William Shakespeare's Other Comedy
Shrew in the Adams House Kronauer Space is not so much a presentation of Shakespeare's comedy The Taming of the Shrew as it is an homage to it. Director Julia Jarcho '03 uses The Taming of the Shrew as a point of departure in a fast-paced exploration of the collective drives and desires in our sex-charged modern culture. Stripping the text to the barest of its essentials (four performers and a running time of under an hour), Jarcho built upon the loose structural foundation by incorporating erotic readings from and about Pauline Reage's 1965 The Story of O to highlight themes of submission and domination within the play's power structure.
Powerfully simple lighting and the simmering background of of throbbing sound design created by Harry Kimballs '03 fill the cramped space with a disconcerting and aggressive atmosphere that puts the Kronauer's limited capabilities to excellent use.

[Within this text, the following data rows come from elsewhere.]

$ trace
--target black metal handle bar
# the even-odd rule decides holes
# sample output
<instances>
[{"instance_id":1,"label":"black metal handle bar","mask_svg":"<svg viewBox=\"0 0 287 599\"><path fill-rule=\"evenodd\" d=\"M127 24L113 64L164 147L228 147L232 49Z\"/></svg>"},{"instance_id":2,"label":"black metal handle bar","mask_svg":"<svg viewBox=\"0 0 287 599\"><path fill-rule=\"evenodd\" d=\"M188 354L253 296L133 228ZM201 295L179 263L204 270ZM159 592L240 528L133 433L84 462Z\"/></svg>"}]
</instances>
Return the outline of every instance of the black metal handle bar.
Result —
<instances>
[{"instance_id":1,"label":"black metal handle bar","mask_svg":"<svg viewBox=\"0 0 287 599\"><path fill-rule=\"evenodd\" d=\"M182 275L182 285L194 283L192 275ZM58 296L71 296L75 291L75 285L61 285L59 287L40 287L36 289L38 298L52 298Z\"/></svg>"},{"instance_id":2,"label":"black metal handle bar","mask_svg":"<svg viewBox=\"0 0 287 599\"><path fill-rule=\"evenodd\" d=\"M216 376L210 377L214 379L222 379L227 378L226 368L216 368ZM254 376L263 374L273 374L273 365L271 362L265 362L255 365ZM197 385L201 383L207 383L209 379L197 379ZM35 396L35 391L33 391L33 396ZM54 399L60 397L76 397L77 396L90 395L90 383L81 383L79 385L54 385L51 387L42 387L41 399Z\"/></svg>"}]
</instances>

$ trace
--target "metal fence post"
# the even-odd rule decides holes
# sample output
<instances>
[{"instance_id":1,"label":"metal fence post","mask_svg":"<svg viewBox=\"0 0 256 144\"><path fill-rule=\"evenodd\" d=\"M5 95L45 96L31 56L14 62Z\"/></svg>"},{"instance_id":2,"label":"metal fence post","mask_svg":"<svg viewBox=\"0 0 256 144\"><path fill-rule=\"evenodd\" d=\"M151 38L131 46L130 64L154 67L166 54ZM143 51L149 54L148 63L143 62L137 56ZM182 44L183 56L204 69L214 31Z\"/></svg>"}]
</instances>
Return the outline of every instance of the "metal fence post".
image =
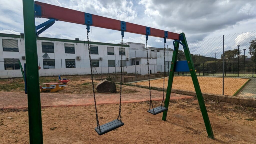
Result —
<instances>
[{"instance_id":1,"label":"metal fence post","mask_svg":"<svg viewBox=\"0 0 256 144\"><path fill-rule=\"evenodd\" d=\"M116 71L115 71L115 75L116 75Z\"/></svg>"},{"instance_id":2,"label":"metal fence post","mask_svg":"<svg viewBox=\"0 0 256 144\"><path fill-rule=\"evenodd\" d=\"M222 58L223 59L223 63L222 64L222 95L224 95L224 35L223 35L223 54L222 54Z\"/></svg>"},{"instance_id":3,"label":"metal fence post","mask_svg":"<svg viewBox=\"0 0 256 144\"><path fill-rule=\"evenodd\" d=\"M100 57L101 58L101 57ZM102 79L102 75L101 75L101 74L102 74L102 68L101 67L101 65L102 65L101 61L102 61L102 60L100 60L100 77L101 77L101 78Z\"/></svg>"},{"instance_id":4,"label":"metal fence post","mask_svg":"<svg viewBox=\"0 0 256 144\"><path fill-rule=\"evenodd\" d=\"M167 64L168 65L167 66L168 69L168 74L167 75L167 79L169 79L169 50L168 49L168 45L167 45L167 61L168 61L168 62L167 63L168 64Z\"/></svg>"},{"instance_id":5,"label":"metal fence post","mask_svg":"<svg viewBox=\"0 0 256 144\"><path fill-rule=\"evenodd\" d=\"M136 50L135 50L135 84L137 84L137 59L136 58Z\"/></svg>"}]
</instances>

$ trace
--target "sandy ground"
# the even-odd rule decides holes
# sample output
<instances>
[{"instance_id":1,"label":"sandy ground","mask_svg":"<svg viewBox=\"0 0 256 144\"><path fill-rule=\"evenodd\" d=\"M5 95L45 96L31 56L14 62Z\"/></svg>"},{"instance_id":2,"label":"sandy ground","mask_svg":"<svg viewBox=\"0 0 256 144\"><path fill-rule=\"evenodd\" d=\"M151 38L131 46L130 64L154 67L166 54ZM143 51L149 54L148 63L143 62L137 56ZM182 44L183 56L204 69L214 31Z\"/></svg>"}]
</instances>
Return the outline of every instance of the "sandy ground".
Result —
<instances>
[{"instance_id":1,"label":"sandy ground","mask_svg":"<svg viewBox=\"0 0 256 144\"><path fill-rule=\"evenodd\" d=\"M203 92L222 94L222 78L219 77L197 77L201 90ZM224 85L224 95L233 95L248 80L248 79L225 78ZM150 81L150 85L153 87L162 88L163 79ZM165 85L167 88L168 84L165 79ZM148 86L148 82L137 83L137 85ZM190 77L174 77L172 88L195 91L192 79Z\"/></svg>"},{"instance_id":2,"label":"sandy ground","mask_svg":"<svg viewBox=\"0 0 256 144\"><path fill-rule=\"evenodd\" d=\"M125 125L101 136L94 130L93 105L42 108L44 143L255 143L255 108L211 101L206 104L215 140L207 137L197 100L190 99L171 101L166 121L161 120L161 114L147 112L147 102L123 104ZM98 105L100 124L116 118L118 106ZM29 143L28 114L26 109L0 109L0 143Z\"/></svg>"},{"instance_id":3,"label":"sandy ground","mask_svg":"<svg viewBox=\"0 0 256 144\"><path fill-rule=\"evenodd\" d=\"M148 89L124 85L124 89L131 90L122 94L122 102L138 102L148 100L149 90ZM90 88L91 89L91 88ZM94 104L94 100L92 93L69 93L68 89L57 92L41 92L41 106L83 105ZM135 92L136 93L134 92ZM160 100L163 99L163 91L151 91L152 99ZM192 97L172 93L171 99L191 98ZM118 103L120 93L102 94L96 93L97 104ZM23 92L0 92L0 108L27 107L27 98Z\"/></svg>"}]
</instances>

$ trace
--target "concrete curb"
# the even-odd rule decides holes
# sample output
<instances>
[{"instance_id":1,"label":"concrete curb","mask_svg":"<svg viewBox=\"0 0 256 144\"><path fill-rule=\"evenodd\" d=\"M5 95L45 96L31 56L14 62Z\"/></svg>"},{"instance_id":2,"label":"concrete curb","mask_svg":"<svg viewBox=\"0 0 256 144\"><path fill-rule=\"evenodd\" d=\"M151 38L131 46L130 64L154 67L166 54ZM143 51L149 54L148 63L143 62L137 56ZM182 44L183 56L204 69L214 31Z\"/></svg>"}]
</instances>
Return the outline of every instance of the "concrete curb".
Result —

The performance itself is strongest when it is most experimental; Shrew tends to stumble when it gets further away from innovation. The opening scene has Bianca (Meg Weathers '04) physically tied to a chair by her elder sister Kate (Sarah Porter, '03), making the power struggle both highly visual and immediate. The intensity of the moment, however, quickly finds itself with nowhere to go, and much of the energy dissipates as the dialogue of the scene progresses. In a variety of roles, among them Baptista, the girls' father, Jack Riccobono '03 shifts between several partially successful attempts at development-difficult enough when playing a single character in such a drastically cut script. Dabbling with incessant movement, puppetry, accents and sadistic depravation, Riccobono's numerous quirks ultimately seem to be more for their own sake and less about adding to either the themes of the piece or the dramatic action.
The most solid performance of the show comes from Ben Margo '04 in a turn as Petruchio, perhaps Shakespeares least likable comic character. Margo's relentless, efficient, emotionless portrait of the man who must break Kate's independent spirit focuses more upon the social necessity of curbing the Shrew's temperament and less upon the subsequent sexual conquest of her unwilling body. While this occasionally stands in contrast with the other themes brought out in the production, it is also one of its most successful elements.
Director Jarcho wanted Shrew to be painful to watch in a good way; though generally evocative, this production tends to show the audience its edge without actually cutting anyone with it. If anything even vaguely experimental ever happened in the Loeb Experimental Theatre, then Shrew might have had a home. As is, this production is both a remarkable exercise of an under-utilized alternative theatrical space and an effective revisitation of a powerful and poignant comedy.